Copyright (c) Rahul Kumar. All rights reserved.

Licensed under the MIT License.

.

# Test-Train Data Split using PRS
This notebook demonstrates how to carry out the test train split for larget dataset using ``ParallelRunStep`` class.

## Workspace

In [None]:
from azureml.core import Workspace, Experiment

ws = Workspace.from_config()
dstore = ws.get_default_datastore()

experiment = Experiment(ws, "train_test_split")

## Compute

In [None]:
from azureml.core.compute import ComputeTarget, AmlCompute

# Name your cluster
compute_name = "general-purpose"


if compute_name in ws.compute_targets:
    compute_target = ws.compute_targets[compute_name]
    if compute_target and type(compute_target) is AmlCompute:
        print("Found compute target: " + compute_name)
else:
    print("Creating a new compute target...")
    provisioning_config = AmlCompute.provisioning_configuration(
        vm_size="STANDARD_DS3_V2", max_nodes=10
    )
    # Create the compute target
    compute_target = ComputeTarget.create(ws, compute_name, provisioning_config)
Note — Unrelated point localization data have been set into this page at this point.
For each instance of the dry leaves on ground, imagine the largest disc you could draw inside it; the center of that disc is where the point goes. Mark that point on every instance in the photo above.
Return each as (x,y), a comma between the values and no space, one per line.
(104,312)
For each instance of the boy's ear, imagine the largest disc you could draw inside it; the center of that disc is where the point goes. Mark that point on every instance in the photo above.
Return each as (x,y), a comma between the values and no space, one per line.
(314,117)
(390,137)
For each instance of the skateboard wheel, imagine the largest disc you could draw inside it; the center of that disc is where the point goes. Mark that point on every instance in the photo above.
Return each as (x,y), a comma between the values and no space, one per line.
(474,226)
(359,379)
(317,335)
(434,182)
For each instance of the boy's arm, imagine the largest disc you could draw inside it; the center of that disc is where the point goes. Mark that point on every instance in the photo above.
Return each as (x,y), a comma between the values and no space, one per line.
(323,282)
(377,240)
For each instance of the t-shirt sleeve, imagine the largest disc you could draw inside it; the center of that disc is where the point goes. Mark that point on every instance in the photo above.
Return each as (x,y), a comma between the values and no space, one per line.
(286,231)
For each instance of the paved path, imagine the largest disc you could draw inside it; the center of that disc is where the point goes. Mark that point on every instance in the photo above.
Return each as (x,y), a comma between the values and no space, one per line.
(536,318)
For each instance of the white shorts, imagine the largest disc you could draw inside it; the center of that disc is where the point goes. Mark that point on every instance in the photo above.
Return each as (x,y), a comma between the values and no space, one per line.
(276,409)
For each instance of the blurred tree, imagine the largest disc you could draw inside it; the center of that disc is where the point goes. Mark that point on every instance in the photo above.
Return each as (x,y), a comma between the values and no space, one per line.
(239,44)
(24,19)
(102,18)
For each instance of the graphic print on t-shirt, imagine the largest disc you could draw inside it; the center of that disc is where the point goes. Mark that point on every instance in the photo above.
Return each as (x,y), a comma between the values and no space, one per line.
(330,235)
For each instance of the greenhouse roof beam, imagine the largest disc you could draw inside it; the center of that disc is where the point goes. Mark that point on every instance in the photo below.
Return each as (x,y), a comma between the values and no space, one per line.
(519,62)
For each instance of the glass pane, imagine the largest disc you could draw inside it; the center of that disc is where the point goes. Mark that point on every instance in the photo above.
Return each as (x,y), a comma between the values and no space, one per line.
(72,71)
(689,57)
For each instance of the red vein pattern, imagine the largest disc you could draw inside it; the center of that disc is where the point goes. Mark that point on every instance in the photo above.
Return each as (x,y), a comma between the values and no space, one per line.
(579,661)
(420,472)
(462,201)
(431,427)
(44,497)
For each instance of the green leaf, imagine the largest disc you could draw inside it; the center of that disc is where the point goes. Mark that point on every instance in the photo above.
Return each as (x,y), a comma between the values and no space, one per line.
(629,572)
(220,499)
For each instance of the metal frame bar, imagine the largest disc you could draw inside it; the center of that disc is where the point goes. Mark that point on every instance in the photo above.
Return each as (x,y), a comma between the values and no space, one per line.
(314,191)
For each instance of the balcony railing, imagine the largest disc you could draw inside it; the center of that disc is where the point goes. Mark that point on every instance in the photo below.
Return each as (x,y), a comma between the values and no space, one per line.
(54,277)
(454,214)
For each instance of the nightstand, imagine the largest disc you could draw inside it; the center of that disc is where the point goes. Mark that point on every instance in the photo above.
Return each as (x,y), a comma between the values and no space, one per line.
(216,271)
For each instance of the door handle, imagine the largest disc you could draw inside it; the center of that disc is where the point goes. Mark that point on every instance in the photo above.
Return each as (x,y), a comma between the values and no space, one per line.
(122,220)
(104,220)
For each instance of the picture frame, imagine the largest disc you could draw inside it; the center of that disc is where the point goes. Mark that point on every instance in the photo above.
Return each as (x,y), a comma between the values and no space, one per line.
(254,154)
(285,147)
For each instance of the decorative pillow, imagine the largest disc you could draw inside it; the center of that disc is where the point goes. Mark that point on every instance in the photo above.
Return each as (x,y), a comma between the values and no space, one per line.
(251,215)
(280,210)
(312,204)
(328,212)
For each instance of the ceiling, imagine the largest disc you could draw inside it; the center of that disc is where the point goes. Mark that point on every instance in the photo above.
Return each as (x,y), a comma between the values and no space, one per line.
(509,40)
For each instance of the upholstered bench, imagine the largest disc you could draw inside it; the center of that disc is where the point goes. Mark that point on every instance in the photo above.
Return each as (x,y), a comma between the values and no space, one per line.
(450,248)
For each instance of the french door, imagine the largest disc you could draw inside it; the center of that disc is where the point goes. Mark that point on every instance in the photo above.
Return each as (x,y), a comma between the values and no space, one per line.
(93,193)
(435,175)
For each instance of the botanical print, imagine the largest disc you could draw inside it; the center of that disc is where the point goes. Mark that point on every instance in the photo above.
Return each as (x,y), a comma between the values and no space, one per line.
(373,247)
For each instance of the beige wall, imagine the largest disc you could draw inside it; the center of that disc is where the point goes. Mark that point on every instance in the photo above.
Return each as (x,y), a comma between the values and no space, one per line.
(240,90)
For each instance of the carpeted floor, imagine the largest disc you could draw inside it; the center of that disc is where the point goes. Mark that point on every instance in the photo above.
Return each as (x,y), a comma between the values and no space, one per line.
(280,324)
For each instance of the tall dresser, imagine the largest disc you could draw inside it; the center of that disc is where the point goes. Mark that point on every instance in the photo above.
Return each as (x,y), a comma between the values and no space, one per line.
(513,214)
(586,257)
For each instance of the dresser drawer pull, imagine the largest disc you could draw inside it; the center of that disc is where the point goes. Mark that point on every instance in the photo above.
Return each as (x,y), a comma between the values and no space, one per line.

    # Can poll for a minimum number of nodes and for a specific timeout.
    # If no min node count is provided it will use the scale settings for the cluster
    compute_target.wait_for_completion(
        show_output=True, min_node_count=None, timeout_in_minutes=20
    )

    # For a more detailed view of current cluster status, use the 'status' property
    print(compute_target.status.serialize())

## Run Configuration

In [None]:
from azureml.core.runconfig import RunConfiguration
from azureml.core.conda_dependencies import CondaDependencies
from azureml.core import Environment

aml_run_config = RunConfiguration()
aml_run_config.target = compute_target

USE_CURATED_ENV = True
if USE_CURATED_ENV:
    curated_environment = Environment.get(
        workspace=ws, name="AzureML-sklearn-0.24-ubuntu18.04-py37-cpu"
    )
    aml_run_config.environment = curated_environment
else:
    aml_run_config.environment.python.user_managed_dependencies = False

    # Add some packages relied on by data prep step
    aml_run_config.environment.python.conda_dependencies = CondaDependencies.create(
        conda_packages=["pandas", "scikit-learn"],
        pip_packages=[
            "azureml-sdk",
            "azureml-core",
            "azureml-dataset-runtime[fuse,pandas]",
        ],
        pin_sdk_version=False,
    )

## Data
- The original dataset is present in the default datastore of the workspace under ``my_files/original/``.
- The data after splitting will be stored in the default datastore of the workspace under ``my_files/split/``.

In [None]:
from azureml.core import Datastore, Dataset
from azureml.data.output_dataset_config import OutputFileDatasetConfig

input_ds = Dataset.File.from_files(
    path=dstore.path("my_files/original/*"), validate=False
)

output_dir = OutputFileDatasetConfig(
    name="split", destination=(dstore, "my_files/split")
).as_upload()

## Configure PRS

In [None]:
from azureml.pipeline.steps import ParallelRunConfig, ParallelRunStep

parallel_run_config = ParallelRunConfig(
    source_directory="../scripts",
    entry_script="test_train_split_prs.py",
    mini_batch_size="1",
    error_threshold=10,
    output_action="append_row",
    environment=aml_run_config.environment,
    compute_target=compute_target,
    node_count=2,
    process_count_per_node=1,
)

parallel_run_step = ParallelRunStep(
    name="test train split prs",
    parallel_run_config=parallel_run_config,
    inputs=[input_ds.as_named_input("input_ds")],
    arguments=["--train_folder", "train1", "--test_folder", "test1"],
    output=output_dir,
    allow_reuse=False,
)

## Configure and Submit the experiment

In [None]:
from azureml.pipeline.core import Pipeline

pipeline = Pipeline(workspace=ws, steps=parallel_run_step)
run = experiment.submit(pipeline)